Comines-Warneton: la police s’équipe d’iPad

Voici une première pour notre région. Depuis le 2 mai, la zone de police de Comines-Warneton utilise un système de communication interne, disponible sur smartphones et tablettes numériques. Les forces de l’ordre se sont dotées de 5 iPad : trois pour le service d’intervention, les deux autres pour les services recherche et quartier. Cinq tablettes supplémentaires ont été commandées, et devraient tout prochainement arriver entre les mains de chaque agent de quartier.

La police cominoise entend donc surfer sur la vague d’Internet et des appareils dernier cri pour améliorer sa manière de travailler. Pour être plus efficace et plus rapide, en somme.

Pour utiliser ces tablettes, l’ensemble de l’effectif a été formé, et un test avait été réalisé au préalable, depuis octobre 2012. « Avant, à chaque fois que l’on prenait une déposition, on devait se trouver physiquement au bureau, c’était embêtant, » explique Sébastien Dauchy, commissaire divisionnaire et chef de corps de la police locale. « Désormais, nous pouvons transmettre les informations en direct, mais aussi les recevoir. À chaque fois que l’on se rend sur le système, on remarque que toutes les informations sont mises à jour. »

Une fois connectés au logiciel interne, les policiers de terrain sont devant un tas d’entrées correspondant à des domaines bien spécifiques : missions, informations, gardes, proximité, vacanciers (pour ceux qui souhaitent que leur habitation soit surveillée quand ils sont en vacances), déchéances, travaux, dérogations pour cafés…

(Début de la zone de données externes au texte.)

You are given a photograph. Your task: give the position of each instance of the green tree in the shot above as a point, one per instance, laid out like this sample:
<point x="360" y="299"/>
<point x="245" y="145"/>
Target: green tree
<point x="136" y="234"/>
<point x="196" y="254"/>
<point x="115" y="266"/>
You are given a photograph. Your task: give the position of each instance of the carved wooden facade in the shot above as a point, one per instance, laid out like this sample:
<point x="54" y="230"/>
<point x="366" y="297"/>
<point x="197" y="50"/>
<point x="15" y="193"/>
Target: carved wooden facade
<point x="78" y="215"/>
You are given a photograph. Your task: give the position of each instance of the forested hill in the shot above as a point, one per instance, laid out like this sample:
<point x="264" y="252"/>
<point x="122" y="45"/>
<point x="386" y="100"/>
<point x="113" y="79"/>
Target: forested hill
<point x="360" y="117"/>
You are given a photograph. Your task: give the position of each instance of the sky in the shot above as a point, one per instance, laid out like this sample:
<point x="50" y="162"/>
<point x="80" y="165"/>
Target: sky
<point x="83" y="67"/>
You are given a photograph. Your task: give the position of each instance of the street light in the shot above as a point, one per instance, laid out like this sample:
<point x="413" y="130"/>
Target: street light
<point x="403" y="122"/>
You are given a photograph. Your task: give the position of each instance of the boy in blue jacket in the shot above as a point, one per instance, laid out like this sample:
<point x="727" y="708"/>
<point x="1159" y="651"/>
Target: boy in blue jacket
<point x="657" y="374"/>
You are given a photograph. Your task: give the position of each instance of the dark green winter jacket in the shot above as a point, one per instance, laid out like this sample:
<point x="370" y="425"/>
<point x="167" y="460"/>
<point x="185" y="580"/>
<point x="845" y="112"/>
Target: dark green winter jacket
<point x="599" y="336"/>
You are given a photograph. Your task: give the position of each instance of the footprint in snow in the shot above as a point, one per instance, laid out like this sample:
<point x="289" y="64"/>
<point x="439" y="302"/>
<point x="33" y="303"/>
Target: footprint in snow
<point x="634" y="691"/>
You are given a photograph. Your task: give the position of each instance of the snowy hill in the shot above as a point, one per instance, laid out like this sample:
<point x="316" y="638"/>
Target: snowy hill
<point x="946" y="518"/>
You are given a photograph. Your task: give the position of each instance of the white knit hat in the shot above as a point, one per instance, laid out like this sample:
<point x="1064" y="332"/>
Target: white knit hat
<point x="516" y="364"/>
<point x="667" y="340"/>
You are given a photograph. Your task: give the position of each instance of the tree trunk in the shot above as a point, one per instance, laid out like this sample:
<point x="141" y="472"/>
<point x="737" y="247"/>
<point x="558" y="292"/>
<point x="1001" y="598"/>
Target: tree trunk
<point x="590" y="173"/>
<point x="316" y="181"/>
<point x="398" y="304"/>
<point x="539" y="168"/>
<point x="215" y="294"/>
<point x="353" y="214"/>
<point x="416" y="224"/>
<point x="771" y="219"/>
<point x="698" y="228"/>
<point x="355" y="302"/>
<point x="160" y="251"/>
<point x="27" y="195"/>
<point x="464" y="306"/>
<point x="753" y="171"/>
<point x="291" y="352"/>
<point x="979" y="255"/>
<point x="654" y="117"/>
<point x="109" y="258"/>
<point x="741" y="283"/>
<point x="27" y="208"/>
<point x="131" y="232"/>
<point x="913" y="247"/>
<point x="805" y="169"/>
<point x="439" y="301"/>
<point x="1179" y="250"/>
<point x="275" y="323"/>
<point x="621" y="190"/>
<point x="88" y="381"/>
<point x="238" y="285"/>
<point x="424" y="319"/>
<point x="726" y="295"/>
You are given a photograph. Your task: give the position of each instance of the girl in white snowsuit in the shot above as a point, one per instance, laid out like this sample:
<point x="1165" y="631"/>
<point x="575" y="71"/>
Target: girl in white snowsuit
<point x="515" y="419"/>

« Les deux éléments de base des membres du service d’intervention sont, avant de débuter la journée, de voir leurs missions, et les informations du jour. Évidemment, leurs missions prévues sont abandonnées en cas de besoin plus urgent, » ajoute Sébastien Dauchy. Notons par exemple que pour l’onglet « missions », le policier indiquera où il était, à quelle heure il a commencé et terminé, ce qu’il a fait, vu… Après quelques clics, son rapport sera consultable par les autres policiers.

Il faudra attendre pour connaître le degré d’efficacité de ces outils d’information et communication. Mais, du côté de la police, on semble confiant. « C’est une utilisation ludique, très à la mode, et on a essayé de lancer un système ayant l’utilisation la plus simple possible, » affirment ceux qui ont lancé cet outil. « Les gens déjà à la page se sont très rapidement adaptés. Les autres s’y font petit à petit. C’est en tout cas un gain de temps pour tout le monde. »

Le bourgmestre Gilbert Deleu a également salué cette initiative, considérant que l’utilisation de ces tablettes permet « la transmission d’infos complètes, directes, et beaucoup plus ciblées. C’est à coup sûr un outil de communication nécessaire pour relayer l’information. »

Signalons enfin que l’usage des tablettes permet une importante économie de papier et d’encre, ce qui permettra de vite rentabiliser les investissements.